= Breakaway (radio programme) =

Breakaway was BBC Radio's second regular consumer travel programme, the first being the short-lived "Away From It All", both run by producer Roger MacDonald. It was launched on 29 September 1979, when it ran from 9.05 to 9.50 on BBC Radio 4 and continued to be broadcast live every Saturday morning in roughly the same time slot for almost two decades. Its longest-serving presenter was Bernard Falk, who fronted the programme from 1980 to 1990. Breakaway finally came to an end as part of the extensive schedule changes introduced by Radio 4 controller James Boyle in April 1998.

==History and format==
Breakaway took the BBC into a new era, far removed from the idealised travel dreams of the Holiday programme, presenting a relatively impartial and realistic view of travel. MacDonald favoured reporters who were members of the Guild of Travel Writers who were hardened travel professionals, and schooled them in the art of radio journalism. A regular commentator was Nigel Coombs, then editor of Travel Trade Gazette who provided knowledgeable insights into the travel industry. The mix of 'warts and all' location features and comedic interviews with travel executives trying to defend the indefensible, found almost universal favour with the audience. Editor of the Skier & Snowboarder magazine, Frank 'Scoop' Baldwin, and his deputy Rob Freeman, also agreed to be interviewed while naked in a sauna in Zell am See to give an insight about the etiquette Brits would have to adhere to when visiting Austrian spa facilities.

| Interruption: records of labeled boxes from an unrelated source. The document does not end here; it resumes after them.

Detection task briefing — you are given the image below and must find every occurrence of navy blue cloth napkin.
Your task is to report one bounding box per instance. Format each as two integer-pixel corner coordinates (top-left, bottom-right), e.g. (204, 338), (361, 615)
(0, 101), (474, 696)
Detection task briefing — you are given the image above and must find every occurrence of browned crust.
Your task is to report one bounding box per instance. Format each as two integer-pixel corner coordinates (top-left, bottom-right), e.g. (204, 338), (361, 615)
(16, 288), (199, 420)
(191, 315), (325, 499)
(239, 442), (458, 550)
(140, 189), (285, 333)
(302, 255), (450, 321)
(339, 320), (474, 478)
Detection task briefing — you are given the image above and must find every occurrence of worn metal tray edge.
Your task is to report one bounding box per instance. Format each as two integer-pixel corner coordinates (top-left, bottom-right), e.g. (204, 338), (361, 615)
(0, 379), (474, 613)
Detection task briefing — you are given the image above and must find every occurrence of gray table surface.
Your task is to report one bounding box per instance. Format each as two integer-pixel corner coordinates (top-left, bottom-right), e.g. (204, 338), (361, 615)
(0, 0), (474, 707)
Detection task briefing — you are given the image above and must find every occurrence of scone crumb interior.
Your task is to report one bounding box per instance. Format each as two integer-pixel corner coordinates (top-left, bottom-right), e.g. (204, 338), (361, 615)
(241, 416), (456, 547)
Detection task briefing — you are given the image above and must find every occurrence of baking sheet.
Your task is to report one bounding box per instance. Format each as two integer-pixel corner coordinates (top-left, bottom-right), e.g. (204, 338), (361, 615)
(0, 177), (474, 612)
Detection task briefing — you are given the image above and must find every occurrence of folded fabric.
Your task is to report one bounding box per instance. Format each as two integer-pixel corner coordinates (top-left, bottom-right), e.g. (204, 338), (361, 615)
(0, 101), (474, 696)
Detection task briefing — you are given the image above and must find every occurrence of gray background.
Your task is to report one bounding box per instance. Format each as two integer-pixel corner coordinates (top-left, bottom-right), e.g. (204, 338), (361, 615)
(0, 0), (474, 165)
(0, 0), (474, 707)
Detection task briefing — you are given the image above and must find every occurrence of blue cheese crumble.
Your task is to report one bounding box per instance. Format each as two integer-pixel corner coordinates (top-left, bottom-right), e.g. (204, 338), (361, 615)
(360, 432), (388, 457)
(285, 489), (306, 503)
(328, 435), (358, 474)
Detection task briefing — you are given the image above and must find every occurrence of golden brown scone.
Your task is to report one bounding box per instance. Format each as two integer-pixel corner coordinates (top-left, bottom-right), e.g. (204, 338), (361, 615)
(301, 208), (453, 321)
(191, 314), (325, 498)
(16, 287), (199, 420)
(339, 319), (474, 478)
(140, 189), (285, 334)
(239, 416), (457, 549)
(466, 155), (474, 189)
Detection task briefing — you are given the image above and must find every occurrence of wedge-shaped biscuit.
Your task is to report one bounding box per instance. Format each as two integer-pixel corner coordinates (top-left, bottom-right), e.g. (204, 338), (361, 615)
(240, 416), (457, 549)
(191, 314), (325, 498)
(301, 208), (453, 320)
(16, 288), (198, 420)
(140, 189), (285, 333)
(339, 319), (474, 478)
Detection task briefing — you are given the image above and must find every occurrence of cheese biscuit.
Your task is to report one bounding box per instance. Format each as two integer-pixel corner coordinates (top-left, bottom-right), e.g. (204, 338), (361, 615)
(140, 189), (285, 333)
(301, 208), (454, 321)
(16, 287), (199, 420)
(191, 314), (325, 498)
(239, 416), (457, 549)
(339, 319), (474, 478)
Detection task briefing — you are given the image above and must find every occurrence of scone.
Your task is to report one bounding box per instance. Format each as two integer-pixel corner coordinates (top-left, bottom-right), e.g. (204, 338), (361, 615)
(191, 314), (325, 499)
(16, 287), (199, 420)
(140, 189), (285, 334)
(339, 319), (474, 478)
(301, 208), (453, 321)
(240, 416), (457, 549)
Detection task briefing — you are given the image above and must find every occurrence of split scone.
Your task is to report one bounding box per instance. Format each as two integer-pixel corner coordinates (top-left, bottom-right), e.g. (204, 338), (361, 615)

The programme often discussed unsavoury topics; for example, it ran an interview with Dr. Jane Wilson-Howarth on diarrhoea while travelling. The programme was occasionally broadcast from overseas, including New York, Hong Kong, Singapore and the Great Barrier Reef, Australia, and famously on one occasion live from Bruges on the weekend when the Townsend Thoresen ferry "Herald of Free Enterprise" ran aground.